Estamos nos antípodas da abstracção que no domínio pictural e na arquitectura representaram um esforço denodado de “espiritualização” (Kandinsky e Rotko) e que não será ilegítimo aproximar da obra afairética do Mestre. A proposta de Wackernagel parece-nos sábia: “Entre o iconoclasmo e a fanopeia, é preciso encontrar uma terceira via: a abstracção eckhartiana, como afirmação do nada das coisas criadas, logo das imagens, não destrói o seu ser, pelo contrário, diz Eckhart, funda-as”. Afinal disse uma só coisa a vida toda e com um só vocábulo: "Quando prego tenho o costume de falar do desapego e de dizer que o homem deve desapegar-se de si mesmo e de todas as coisas. Em segundo lugar, que devemos ser reintroduzidos no Bem simples que é Deus. Em terceiro lugar, que o homem se lembre da grande nobreza que Deus colocou na alma afim que o homem chegue assim maravilhosamente a Deus. Em quarto lugar, falo da pureza da natureza divina - que claridade inexprimível cabe à natureza divina. Deus é uma Palavra, um Verbo in-expresso" (38). Desde o desapego de todas as coisas até uma "ad-imaginação" na claridade inexprimível do Verbo divino, entbilden constitui o eixo central da trajectória mística do Turíngio.

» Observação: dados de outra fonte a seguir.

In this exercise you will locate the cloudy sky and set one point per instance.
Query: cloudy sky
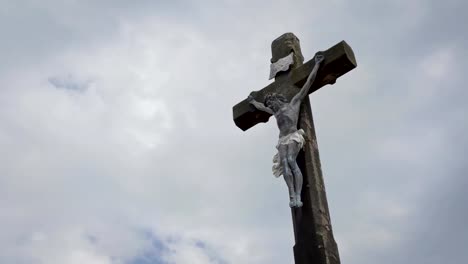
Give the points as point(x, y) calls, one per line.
point(117, 143)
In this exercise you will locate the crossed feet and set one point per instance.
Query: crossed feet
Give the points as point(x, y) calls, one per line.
point(295, 201)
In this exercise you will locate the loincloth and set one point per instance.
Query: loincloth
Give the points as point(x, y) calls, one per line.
point(298, 137)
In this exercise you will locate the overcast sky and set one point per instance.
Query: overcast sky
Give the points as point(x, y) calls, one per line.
point(117, 143)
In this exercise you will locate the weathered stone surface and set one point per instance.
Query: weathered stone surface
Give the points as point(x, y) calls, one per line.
point(339, 60)
point(314, 241)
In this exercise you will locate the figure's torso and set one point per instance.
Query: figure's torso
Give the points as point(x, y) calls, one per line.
point(287, 118)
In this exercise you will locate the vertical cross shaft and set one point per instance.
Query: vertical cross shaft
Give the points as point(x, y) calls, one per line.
point(314, 239)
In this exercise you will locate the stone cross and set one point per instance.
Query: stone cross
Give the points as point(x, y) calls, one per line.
point(314, 241)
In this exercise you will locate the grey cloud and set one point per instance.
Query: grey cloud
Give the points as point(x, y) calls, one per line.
point(389, 134)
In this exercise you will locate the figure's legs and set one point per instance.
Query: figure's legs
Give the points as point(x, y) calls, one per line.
point(287, 174)
point(293, 151)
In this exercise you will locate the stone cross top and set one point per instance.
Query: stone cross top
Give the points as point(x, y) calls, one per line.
point(314, 239)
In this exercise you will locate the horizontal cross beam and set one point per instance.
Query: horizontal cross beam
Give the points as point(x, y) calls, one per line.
point(339, 60)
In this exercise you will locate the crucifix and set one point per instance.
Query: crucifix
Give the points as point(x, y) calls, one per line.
point(297, 159)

Não estamos condenados ao vazio necessário de Blanchot ou ao nada de Bataille. A imagem é aquilo que a religião oferece, reificando a través dos dogmas aquilo que não tem sentido senão negativamente, como desfalecimento do sentido: daí a sua mentira. Para Y. Bonnefoy "cést le plein qui est tout entier - qui est en paix - dans l'évidence, ici, maintenant, de chaque chose terrestre" (39). "On n'appelle pas Dieu par son nom, on l' appelle dans un nom, et cela peut être du même coup n'importe quel nom, c'est ce qu'on nomme l' amour" (40). Como casar o negativo com o positivo da palavra profética e da encarnação para afirmar o inconhecível de Deus? Não pode o inconhecível fazer de Deus não uma imagem particular, mas um nome próprio, o inesgotável dum encontro e de uma procura.